Reflet des vicissitudes d’un monde contemporain, les films présentés à Visions du Réel cette année traitaient pour la plupart de sujets difficiles dans un travail au long cours. La réalisatrice helvète  Nicole Vögele s’est rendue à plusieurs reprises pour des séjours en Bosnie-Herzégovine dans la région de Velika Kladuša. Elle rend témoignage de la vie des populations frontalières de la Croatie qui sont en contact avec des réfugiés venant du Moyen-Orient ou d’encore plus loin et qui sont souvent refoulés manu militari par ces gardes-frontières de la Communauté Européenne. La caméra se promène dans les forêts la nuit et le jour, montrant les efforts de déminage des suites de la guerre civile,  suivant des motocyclistes escaladant et dévalant des pentes dans des moments vrombissants. Des relations se nouent, de rares paroles surgissent, des gestes bons ou plus mitigés et des commentaires éclairants forment la trame narrative de cette immersion à la bande-son très travaillée qui a permis à  The Landscape and the Fury (Landschaft und Wahn) de remporter le Grand prix de la compétition internationale.

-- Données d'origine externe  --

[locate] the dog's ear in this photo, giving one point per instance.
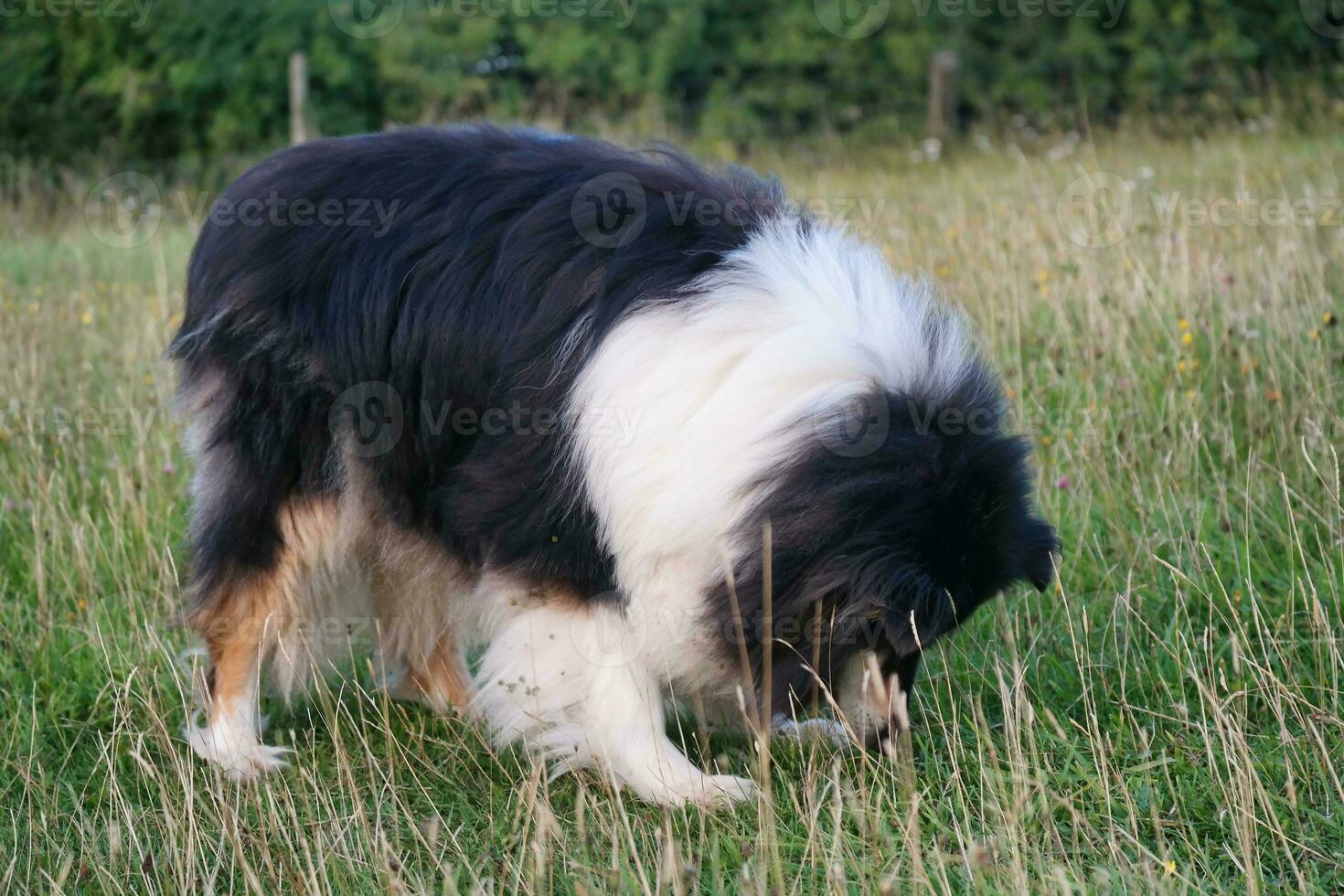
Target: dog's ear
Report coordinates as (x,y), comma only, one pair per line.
(1037,549)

The Landscape and the Fury

Zahra, une étudiante afghane se suicide à Kaboul en 2017 à cause de conflits avec un professeur et la direction de l’université. Sa famille d’ethnie Hazara souvent opprimée dans ce pays tente d’obtenir justice. La caméra d’Ilyas Yourish et Shahrokh Bikaran s’introduit dans leur quotidien, suivant la cadette Freshta qui  sert également de narratrice. Elle cueille la plante Kamay qui donne son nom au film et qui était un sujet d’étude de la décédée. Ce kamay devient symboliquement comme le témoignage de ces vies fauchées dans cette contrée souvent dévastée. Les Khawari parcourent souvent par car la distance dangereuse entre leur région de Daikundi et la capitale. Le tournage s’est terminé en 2021 lors de la reconquête par les Talibans et la famille a pu s’exiler en Allemagne.

Kamay

A Fidai Film

En 1982, l’armée israélienne, lors de la guerre du Liban, investit les bureaux de l’OLP à Beyrouth ainsi que son centre d’archives et en ramène un énorme butin qui fait la joie de ses services de renseignements. Le cinéaste palestinien Kamal Aljafari, résidant en Allemagne, a eu accès récemment à une grande partie  de ces documents. Une bonne portion de ces images sur la vie durant le Mandat britannique a déjà été présenté dans d’autres documentaires ou films de fiction sur cette période. Le cinéaste qui avait présenté auparavant à Nyon  An Unusual Summer (Seif Gheir Aadi), les commente par des phrases en rouge pas toujours sous-titrées et par des incrustations de cette même couleur et de débuts d’incendies qui ravivent la tension interne de ces archives. C’est pourtant dans la relation entre les travellings dans les rues de Jaffa et les textes de l’écrivain Ghassan Kanafani que ce film trouve sa charge émotive la plus forte sur le retour au pays natal et sur sa perte. A Fidai Film, qui s’inscrit donc dans la lignée des Paris 1900 et La mémoire des anges, s’est vu décerner le Grand Prix de la section Burning Lights.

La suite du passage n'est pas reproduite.